The issues raised in this study of off-label use of cancer medicines and the impact of coverage policy represent a challenge to all of us who treat patients with cancer.
Oncologists have always recognized the importance of practicing evidence-based medicine in caring for patients, and the specialty has been at the forefront of research to develop that evidence since its inception. We live now in exciting times of rapidly advancing technology that can dramatically improve the length and quality of life for our patients.
These rapid advances often outstrip the traditional ways of disseminating that information through publications in journals. The question is not the value of evidence-based medicine, but what constitutes adequate evidence and who should be the judge of its value.
Most oncologists in practice are aware of new information of value to their patients as soon as it is disseminated. Yet, many clinicians in private practice feel they cannot offer these innovative new treatments because of the uncertainty of reimbursement. Reimbursement rules are unclear at best, and there are extremely long delays in payment, even when claims are successful.

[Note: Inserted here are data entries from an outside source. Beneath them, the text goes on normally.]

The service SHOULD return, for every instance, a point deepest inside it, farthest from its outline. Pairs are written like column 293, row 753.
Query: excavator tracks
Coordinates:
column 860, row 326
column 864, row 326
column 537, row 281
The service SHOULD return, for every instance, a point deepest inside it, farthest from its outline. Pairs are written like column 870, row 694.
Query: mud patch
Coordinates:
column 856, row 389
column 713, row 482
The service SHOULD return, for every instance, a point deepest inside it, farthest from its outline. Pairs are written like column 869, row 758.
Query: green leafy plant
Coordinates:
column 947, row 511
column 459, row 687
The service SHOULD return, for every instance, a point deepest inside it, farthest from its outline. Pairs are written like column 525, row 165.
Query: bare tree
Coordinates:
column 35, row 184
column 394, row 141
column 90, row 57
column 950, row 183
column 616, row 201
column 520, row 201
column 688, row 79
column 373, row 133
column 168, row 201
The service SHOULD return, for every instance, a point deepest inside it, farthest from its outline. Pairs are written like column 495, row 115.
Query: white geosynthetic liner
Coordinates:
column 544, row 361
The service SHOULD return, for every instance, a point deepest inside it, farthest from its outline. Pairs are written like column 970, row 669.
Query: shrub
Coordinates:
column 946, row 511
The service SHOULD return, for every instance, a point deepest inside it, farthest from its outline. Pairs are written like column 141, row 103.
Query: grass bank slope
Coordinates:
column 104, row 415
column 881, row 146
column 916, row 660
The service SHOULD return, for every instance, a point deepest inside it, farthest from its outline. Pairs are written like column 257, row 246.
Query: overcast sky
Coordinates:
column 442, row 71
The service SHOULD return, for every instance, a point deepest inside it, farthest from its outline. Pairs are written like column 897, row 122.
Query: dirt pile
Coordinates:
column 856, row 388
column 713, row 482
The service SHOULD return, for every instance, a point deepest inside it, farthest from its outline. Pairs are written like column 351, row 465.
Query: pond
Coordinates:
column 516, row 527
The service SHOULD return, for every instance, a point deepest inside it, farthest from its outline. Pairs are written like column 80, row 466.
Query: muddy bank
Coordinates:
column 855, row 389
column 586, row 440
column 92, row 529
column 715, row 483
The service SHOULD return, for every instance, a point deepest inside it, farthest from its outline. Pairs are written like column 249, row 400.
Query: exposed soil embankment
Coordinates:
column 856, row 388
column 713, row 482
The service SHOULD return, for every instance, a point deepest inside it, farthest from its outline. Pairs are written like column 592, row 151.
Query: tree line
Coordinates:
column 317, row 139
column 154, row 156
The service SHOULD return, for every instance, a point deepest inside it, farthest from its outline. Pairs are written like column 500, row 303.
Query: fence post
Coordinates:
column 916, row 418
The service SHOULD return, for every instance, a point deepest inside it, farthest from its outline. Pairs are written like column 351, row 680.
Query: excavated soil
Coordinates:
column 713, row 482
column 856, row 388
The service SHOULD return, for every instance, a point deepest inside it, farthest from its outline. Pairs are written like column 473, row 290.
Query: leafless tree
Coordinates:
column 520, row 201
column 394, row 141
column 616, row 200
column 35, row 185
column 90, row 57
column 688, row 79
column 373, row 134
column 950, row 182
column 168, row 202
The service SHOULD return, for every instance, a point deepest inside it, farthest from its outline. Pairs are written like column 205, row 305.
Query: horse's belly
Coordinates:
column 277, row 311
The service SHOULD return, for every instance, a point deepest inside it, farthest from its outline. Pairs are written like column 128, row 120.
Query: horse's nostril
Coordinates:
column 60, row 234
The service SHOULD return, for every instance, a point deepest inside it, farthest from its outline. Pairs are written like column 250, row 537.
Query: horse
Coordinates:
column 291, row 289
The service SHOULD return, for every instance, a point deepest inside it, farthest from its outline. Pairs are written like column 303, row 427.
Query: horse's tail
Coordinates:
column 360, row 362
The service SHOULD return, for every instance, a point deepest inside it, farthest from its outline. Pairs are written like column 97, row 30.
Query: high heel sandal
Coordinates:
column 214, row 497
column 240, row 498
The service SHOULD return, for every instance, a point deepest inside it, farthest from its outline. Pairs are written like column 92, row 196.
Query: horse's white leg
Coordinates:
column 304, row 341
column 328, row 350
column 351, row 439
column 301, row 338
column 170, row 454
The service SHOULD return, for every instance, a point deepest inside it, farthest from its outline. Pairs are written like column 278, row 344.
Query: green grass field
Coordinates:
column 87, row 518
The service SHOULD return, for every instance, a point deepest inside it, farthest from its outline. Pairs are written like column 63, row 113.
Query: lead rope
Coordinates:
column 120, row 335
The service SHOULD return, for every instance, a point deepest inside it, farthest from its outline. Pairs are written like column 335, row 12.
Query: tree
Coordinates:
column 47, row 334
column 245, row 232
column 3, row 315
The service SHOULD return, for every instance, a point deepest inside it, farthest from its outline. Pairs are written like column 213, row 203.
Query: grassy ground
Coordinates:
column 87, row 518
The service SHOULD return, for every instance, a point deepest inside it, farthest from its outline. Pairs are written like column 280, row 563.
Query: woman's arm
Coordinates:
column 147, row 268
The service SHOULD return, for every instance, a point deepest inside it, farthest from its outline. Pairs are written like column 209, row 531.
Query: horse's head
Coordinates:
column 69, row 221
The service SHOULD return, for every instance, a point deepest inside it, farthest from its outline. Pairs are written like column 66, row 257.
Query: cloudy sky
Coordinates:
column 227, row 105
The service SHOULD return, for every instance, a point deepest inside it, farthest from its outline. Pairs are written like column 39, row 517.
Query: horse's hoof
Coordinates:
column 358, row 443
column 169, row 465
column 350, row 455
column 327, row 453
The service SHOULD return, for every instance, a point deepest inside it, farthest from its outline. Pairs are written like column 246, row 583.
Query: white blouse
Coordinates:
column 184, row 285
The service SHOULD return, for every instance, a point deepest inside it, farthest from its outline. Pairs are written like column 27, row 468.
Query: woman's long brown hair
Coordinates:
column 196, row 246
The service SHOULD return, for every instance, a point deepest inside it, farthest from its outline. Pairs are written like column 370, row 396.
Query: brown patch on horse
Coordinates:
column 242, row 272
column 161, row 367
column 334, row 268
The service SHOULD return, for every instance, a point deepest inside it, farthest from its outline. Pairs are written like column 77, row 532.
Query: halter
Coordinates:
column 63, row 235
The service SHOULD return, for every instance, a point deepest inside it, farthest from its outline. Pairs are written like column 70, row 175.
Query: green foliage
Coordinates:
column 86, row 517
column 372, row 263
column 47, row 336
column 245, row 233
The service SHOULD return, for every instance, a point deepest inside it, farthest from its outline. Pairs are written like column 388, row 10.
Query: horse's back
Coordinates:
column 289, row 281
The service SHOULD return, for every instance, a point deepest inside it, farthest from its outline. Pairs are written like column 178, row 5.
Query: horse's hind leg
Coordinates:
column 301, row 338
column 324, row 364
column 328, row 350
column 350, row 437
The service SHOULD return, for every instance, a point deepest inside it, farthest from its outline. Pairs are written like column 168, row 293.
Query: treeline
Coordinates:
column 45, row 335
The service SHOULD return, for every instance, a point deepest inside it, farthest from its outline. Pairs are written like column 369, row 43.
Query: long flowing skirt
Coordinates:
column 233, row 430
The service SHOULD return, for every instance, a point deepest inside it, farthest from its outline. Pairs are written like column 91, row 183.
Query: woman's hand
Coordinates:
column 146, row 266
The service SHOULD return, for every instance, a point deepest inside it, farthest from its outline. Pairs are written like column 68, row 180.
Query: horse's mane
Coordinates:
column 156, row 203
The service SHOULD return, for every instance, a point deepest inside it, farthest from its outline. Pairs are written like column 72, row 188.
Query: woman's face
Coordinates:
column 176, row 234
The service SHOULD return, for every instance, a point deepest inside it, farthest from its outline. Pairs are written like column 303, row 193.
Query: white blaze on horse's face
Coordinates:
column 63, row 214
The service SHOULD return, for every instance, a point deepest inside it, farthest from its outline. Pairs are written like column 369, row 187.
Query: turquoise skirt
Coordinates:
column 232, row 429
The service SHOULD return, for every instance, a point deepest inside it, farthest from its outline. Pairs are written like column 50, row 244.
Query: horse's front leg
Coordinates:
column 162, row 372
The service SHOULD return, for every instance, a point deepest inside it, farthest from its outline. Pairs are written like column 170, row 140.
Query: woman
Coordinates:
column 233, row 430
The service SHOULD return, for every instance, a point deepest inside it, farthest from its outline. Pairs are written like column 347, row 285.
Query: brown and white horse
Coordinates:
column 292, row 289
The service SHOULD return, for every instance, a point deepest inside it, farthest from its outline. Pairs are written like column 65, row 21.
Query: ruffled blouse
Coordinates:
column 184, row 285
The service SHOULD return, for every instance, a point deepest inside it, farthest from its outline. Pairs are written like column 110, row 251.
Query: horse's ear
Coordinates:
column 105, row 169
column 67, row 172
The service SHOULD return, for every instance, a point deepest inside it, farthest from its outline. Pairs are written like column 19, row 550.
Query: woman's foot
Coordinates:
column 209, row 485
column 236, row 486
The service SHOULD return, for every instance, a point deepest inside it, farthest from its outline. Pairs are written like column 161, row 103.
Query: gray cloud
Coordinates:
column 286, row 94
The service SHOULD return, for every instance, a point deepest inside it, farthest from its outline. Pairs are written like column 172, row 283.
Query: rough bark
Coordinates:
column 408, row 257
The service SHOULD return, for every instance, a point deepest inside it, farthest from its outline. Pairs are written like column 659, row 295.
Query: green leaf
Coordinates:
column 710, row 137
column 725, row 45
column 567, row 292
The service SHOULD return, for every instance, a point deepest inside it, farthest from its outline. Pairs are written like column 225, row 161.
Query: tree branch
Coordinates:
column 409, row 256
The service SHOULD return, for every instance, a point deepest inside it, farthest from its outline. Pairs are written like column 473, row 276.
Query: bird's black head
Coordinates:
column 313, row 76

Extra office personnel time is needed to fight these battles, and resources are shrinking as reimbursement for services shrinks. Unfortunately, many oncologists, in the end, feel it is easier and less risky to avoid offering these new therapies than to jump through the many hoops required to recover money already spent on the drug in question.
The issues raised in this document are very real. Both providers and policy makers must collectively address the profound effect the red-tape hassle can have on the practice of oncology and, more importantly, on patient access to the newest treatments available.